This is an ambitious novel, an attempt by the relatively young Colombian author Juan Gabriel Vásquez to write serious literature. Give credit to him for that. But he tries to do too much; the novel is too diffuse and glib; and the Joseph Conrad angle is little more than an attention-getting gimmick. Despite some clever and entertaining passages, and a few brilliant ones, as a whole the novel fails.
The first-person narrator is José Altamirano. He was born in Colombia in 1855, the bastard son of a journalist father who coupled just one time with the Colombian wife of an American adventurer/engineer. Altamirano lived through the vicissitudes of Colombian politics and history until 1903, when the machinations of the United States - greased by several shiploads of marines and a chest of silver - brought about the secession of the State of Panama from the Republic of Colombia.
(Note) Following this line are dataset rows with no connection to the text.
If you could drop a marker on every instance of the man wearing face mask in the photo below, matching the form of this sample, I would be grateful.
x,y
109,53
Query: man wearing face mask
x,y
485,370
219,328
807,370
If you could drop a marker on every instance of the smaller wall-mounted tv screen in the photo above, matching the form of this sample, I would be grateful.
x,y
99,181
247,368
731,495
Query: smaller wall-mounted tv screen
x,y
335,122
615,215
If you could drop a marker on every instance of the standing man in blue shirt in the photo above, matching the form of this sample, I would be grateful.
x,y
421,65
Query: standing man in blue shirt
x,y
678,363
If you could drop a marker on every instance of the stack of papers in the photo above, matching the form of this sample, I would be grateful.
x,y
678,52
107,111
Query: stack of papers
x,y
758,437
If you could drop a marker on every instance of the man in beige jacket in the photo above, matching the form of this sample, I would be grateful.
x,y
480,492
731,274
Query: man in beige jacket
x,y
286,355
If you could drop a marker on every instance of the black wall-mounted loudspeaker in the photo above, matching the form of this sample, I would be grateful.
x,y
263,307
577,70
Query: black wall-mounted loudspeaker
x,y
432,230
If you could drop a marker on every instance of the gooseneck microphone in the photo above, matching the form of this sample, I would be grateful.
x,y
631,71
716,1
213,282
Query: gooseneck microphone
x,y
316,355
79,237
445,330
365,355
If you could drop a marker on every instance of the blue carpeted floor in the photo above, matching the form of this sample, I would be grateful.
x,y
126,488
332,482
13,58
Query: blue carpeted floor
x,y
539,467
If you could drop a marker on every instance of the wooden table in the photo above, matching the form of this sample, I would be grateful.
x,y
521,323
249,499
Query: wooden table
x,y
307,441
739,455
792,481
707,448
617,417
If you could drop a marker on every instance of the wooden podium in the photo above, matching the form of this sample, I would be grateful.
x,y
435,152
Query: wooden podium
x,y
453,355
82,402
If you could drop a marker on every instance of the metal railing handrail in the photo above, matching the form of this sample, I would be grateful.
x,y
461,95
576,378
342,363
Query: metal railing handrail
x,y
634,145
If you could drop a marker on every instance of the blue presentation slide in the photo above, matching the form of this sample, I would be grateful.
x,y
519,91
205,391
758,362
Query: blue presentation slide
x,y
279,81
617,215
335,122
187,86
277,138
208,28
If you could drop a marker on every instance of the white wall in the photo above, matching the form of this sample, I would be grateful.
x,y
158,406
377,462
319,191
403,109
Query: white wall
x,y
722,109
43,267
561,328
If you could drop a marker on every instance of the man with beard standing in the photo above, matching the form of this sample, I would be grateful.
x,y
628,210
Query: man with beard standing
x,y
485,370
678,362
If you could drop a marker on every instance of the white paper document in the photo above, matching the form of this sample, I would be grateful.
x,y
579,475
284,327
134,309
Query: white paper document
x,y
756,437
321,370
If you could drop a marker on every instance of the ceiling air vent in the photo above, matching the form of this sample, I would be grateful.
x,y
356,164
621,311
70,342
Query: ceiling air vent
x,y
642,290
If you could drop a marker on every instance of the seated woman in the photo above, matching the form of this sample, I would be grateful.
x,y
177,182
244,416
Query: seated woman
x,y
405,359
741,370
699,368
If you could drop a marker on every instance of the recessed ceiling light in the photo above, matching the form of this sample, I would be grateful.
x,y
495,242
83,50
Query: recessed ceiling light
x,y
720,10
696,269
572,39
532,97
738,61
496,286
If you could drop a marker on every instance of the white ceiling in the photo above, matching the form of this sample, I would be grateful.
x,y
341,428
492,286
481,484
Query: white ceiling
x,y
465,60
That rupture, in turn, allowed the United States to pick up where the French had left off in building a trans-isthmus canal across Panama rather than Nicaragua. By coincidence Altamirano might have been able to thwart the Machiavellian maneuver by speaking up at a crucial moment, but he kept his silence. Plagued with guilt, he ended up abandoning his daughter in Panama and retreating to London for the remainder of his life. There, he was visited by Joseph Conrad, who was stymied in writing a novel set in an imaginary South American country called Costaguana. Altamirano spent a long evening with Conrad, relating his own story of Colombia and how it had been molded by the Angel of History, the Political Gorgon, the Journalism of Refraction, and human greed and ignorance. In doing so, Altamirano provided Conrad with the mythological/historical framework for what became his masterpiece, "Nostromo", only with a canal between two oceans having been transformed by Conrad into a silver mine. Altamirano then writes this, his own narrative, in 1924, shortly after the death of Joseph Conrad.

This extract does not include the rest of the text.